Thursday, July 8, 2010

Changes in brain due to MS may cause depression

From HealthDay News:

Brain atrophy may be a major reason why the lifetime risk of depression in multiple sclerosis patients is as high as 50 percent, new research suggests.

This atrophy, marked by a shrinkage of brain mass, occurs in the hippocampus, a part of the brain involved in a number of functions, including mood and memory.

For this study, researchers at the University of California, Los Angeles used MRI scans to compare the brains of multiple sclerosis (MS) patients and healthy people. The scan results showed that three important sub-regions of the hippocampus were smaller in MS patients.

The research team also identified a link between this brain atrophy and hyperactivity of the hypothalamic-pituitary-adrenal (HPA) axis, a part of the neuroendocrine system that controls reactions to stress and regulates many physiological functions. Excessive activity of the HPA axis may be associated with both atrophy of the hippocampus and the development of depression, the researchers suggested.

The study was released online June 19 in advance of publication in an upcoming print issue of the journal Biological Psychiatry.
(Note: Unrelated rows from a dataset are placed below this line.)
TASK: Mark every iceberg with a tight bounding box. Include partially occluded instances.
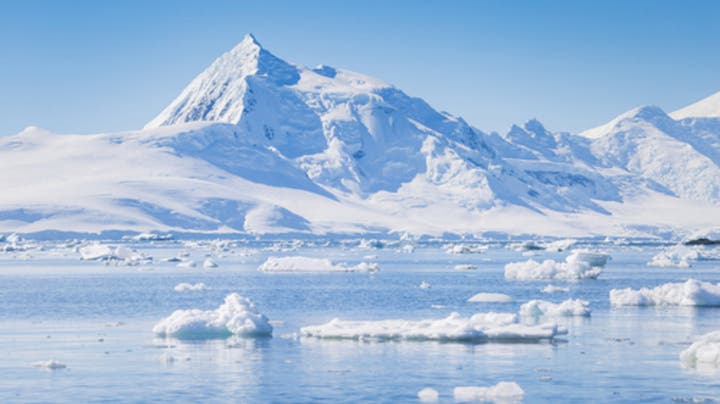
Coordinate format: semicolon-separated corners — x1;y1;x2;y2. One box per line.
467;293;514;303
610;279;720;307
153;293;272;339
504;251;607;281
453;382;524;403
300;312;564;342
258;256;378;272
455;264;479;271
519;299;590;317
680;331;720;368
445;244;487;254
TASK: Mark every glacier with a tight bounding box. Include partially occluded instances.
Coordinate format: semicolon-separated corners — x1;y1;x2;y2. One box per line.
2;33;720;238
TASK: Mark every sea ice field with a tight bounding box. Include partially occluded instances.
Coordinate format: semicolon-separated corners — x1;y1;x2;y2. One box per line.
1;237;719;403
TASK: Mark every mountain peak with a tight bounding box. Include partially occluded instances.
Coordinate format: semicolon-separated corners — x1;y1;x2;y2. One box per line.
580;105;668;139
144;34;299;129
670;90;720;120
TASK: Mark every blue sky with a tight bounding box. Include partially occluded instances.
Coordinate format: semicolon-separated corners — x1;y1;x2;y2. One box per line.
2;0;720;136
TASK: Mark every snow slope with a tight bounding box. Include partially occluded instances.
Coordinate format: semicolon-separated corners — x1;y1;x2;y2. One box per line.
2;34;719;237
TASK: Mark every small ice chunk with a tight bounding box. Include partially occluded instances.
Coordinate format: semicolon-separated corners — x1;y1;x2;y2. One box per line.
508;241;544;252
153;293;272;339
647;245;698;268
455;264;478;271
177;260;197;268
504;251;608;281
519;299;591;317
680;331;720;368
79;243;115;261
610;279;720;307
203;258;218;268
542;285;569;294
159;352;175;364
543;239;577;252
174;282;209;292
467;293;513;303
445;244;487;254
300;312;563;342
32;360;66;369
258;256;378;272
417;387;439;402
453;382;524;402
419;281;431;289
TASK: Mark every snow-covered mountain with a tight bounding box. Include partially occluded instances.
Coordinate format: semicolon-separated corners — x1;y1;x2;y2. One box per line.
1;34;718;238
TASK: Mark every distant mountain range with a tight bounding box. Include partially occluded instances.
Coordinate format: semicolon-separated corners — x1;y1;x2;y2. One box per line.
2;34;718;238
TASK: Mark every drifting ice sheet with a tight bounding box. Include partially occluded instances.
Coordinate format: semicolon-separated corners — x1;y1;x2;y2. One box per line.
519;299;591;317
680;331;720;368
467;293;514;303
504;251;608;281
610;279;720;306
258;256;378;272
174;282;209;292
453;382;524;403
153;293;272;339
417;387;439;402
300;312;564;342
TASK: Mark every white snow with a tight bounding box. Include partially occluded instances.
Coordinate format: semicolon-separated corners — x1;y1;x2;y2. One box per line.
543;239;577;252
541;285;569;294
79;243;151;265
153;293;272;339
300;312;564;342
671;91;720;119
177;260;197;268
610;279;720;307
519;299;591;317
453;382;524;403
680;331;720;368
32;360;66;369
504;251;607;281
174;282;209;292
646;244;719;268
467;293;514;303
257;256;378;272
417;387;439;403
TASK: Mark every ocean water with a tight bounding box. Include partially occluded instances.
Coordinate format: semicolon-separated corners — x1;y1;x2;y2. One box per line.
0;242;719;403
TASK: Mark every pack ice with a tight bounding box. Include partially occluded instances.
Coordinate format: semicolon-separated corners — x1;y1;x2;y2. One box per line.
299;312;565;342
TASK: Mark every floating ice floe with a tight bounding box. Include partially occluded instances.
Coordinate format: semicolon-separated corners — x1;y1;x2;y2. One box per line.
445;244;487;254
647;244;720;268
174;282;209;292
542;284;569;294
455;264;478;271
358;239;384;250
153;293;272;339
399;244;415;253
203;258;218;268
680;331;720;369
453;382;524;403
258;256;378;272
519;299;591;317
300;312;565;342
79;243;152;266
610;279;720;307
419;281;431;289
508;241;544;252
467;293;513;303
125;233;173;241
504;251;608;281
32;360;66;369
177;260;197;268
542;239;577;252
417;387;439;402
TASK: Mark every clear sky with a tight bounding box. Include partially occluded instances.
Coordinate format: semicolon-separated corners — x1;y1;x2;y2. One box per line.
2;0;720;136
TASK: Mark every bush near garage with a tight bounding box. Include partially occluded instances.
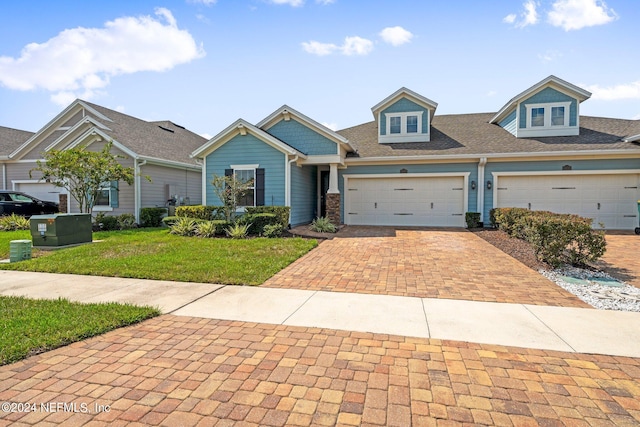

The connection between HPA hyperactivity and brain atrophy hasn't received much attention, "despite the fact that the most consistently reproduced findings in psychiatric patients with depression (but without MS) include hyperactivity of the HPA axis and smaller volumes of the hippocampus," senior study author Dr. Nancy Sicotte, an associate professor of neurology, said in a news release from the university.

"So the next step is to compare MS patients with depression to psychiatric patients with depression to see how this disease progresses in each," she added.

Along with being one of the most common symptoms in patients with multiple sclerosis, depression "impacts cognitive function, quality of life, work performance and treatment compliance. Worst of all, it's also one of the strongest predictors of suicide," noted lead author Stefan Gold, a postdoctoral fellow in the UCLA Multiple Sclerosis Program.